First, the paper is interesting beyond chess: distilling knowledge out of super-intelligent AI in teachable and actionable form is a super exciting topic, with many applications in science and complex domains. The paper is a step in that direction, with chess as a “testbed”. Let’s imagine domain=chemistry and super-intelligent AI=AlphaFold2. We are not there yet: not sure scientists will agree AlphaFold2 is super-intelligent, and not sure we’re capable of extracting knowledge from it. But it’s a fascinating direction!

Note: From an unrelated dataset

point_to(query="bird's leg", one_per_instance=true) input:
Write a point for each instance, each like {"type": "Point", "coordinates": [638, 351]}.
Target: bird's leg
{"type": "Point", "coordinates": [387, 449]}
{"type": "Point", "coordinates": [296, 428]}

Second, we’re touching scenarios I’ve early evoked with AlphaZero: people exposed to super AIs may have competing advantages. It’s not really doping (that suggests cheating!), but who have the means to synthesize/leverage these systems can make huge differences. Are recent and excellent results of MVL related to the fact he has been exposed? I personally don’t think so, but it’s a fascinating question. And again, the applicability goes beyond chess!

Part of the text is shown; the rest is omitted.